Marcus Gheeraerts (Flemish, b. 1561, d. 1635/36), Margaret Hay, Countess of Dunfermline, 1615, oil on canvas, 1130 x 885 mm stretcher size, 1255 x 1005 mm frame size, 1-1974. De Beer/Dunedin Public Art Gallery, Collection of the Dunedin Public Art Gallery. Given 1974 by Mary, Dora, and Esmond de Beer.

35.1 Cover


New Parergon Editor and Reviews Editor!
Posted 28 April 2017

At the 2017 ANZAMEMS AGM, Professor Susan Broomhall, of the Centre for Medieval and Early Modern Studies at The University of Western Australia, was elected as the new editor of Parergon. Also at the AGM, Dr Hélène Sirantoine, of the Department of History at The University of Sydney, was elected the new Reviews Editor. Congratulations Sue and Hélène!

In addition, the meeting formally voted to award our previous editor, Associate Professor Anne M. Scott, Honorary Life Membership of ANZAMEMS in honour of her many years of service to both ANZAMEMS and Parergon. It is a fitting tribute for the many hours of work Anne has put into the Association—most of them behind the scenes.

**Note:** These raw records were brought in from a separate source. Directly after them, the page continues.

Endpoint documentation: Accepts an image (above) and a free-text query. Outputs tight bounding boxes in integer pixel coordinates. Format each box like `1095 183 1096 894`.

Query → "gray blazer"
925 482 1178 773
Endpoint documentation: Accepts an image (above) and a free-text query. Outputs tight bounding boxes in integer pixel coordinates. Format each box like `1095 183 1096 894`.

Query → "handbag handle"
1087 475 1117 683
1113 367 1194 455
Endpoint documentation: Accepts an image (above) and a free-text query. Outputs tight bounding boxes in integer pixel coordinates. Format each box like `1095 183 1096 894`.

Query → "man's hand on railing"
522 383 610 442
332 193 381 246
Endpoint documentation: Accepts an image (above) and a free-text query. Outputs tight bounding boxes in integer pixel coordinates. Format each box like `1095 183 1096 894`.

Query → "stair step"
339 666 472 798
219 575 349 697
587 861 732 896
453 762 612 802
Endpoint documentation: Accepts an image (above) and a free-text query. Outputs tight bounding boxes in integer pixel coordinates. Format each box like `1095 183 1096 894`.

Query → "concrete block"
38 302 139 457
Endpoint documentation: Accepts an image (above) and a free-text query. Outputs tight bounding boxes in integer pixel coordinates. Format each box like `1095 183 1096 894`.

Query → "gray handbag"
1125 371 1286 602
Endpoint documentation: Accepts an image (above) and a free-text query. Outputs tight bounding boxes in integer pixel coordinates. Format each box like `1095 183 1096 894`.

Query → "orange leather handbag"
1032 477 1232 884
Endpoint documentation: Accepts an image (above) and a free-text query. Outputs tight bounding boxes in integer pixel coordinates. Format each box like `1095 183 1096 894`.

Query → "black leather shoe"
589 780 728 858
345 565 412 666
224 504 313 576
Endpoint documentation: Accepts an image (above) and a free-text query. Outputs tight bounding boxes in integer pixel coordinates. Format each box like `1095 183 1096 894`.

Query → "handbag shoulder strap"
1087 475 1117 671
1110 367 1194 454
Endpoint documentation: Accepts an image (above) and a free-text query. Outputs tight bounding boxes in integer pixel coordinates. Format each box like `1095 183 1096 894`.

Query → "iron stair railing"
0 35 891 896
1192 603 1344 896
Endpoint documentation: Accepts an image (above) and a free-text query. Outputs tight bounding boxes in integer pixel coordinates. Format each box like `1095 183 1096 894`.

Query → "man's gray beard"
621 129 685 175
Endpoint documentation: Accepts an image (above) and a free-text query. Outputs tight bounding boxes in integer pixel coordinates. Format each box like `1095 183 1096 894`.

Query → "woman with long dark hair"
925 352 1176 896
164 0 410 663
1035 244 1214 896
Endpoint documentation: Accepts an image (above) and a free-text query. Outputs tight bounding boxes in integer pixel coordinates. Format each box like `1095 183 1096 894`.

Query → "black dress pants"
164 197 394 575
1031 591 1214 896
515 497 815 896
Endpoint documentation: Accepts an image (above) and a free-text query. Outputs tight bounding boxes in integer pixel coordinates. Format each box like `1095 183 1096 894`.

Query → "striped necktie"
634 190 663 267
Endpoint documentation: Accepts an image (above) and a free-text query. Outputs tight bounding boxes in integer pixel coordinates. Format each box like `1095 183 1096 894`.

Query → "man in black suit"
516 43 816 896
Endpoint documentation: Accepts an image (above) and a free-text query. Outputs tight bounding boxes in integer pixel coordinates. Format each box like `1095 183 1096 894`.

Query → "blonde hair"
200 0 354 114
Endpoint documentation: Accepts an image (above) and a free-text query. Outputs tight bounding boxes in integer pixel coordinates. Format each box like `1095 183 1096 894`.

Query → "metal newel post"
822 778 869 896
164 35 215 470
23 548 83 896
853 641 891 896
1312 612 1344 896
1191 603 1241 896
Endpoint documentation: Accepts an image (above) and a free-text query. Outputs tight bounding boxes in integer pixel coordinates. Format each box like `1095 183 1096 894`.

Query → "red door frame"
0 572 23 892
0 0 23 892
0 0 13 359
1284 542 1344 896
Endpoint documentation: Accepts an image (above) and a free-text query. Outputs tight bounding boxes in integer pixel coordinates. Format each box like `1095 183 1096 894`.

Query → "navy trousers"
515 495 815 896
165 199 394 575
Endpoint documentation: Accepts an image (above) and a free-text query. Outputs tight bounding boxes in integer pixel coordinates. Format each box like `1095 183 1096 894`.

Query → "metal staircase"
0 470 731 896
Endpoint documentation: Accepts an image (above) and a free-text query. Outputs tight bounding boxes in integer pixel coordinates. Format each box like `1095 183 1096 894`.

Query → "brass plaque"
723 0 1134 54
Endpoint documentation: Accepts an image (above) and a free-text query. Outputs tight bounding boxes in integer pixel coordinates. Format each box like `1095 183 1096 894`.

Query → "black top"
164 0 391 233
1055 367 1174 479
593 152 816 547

Launch of the new Parergon website
Posted 20 February 2017

At the ANZAMEMS Conference in Wellington, Professor Andrew Lynch, on behalf of editor A/Prof Anne M. Scott, launched the new Parergon website. Professor Lynch was introduced by Dr Chris Jones, the President of ANZAMEMS. The website contains all the information required to submit to the journal, and those who attended the launch were given a virtual tour of the new site and the submission system by ANZAMEMS Committee Member Aidan Norrie.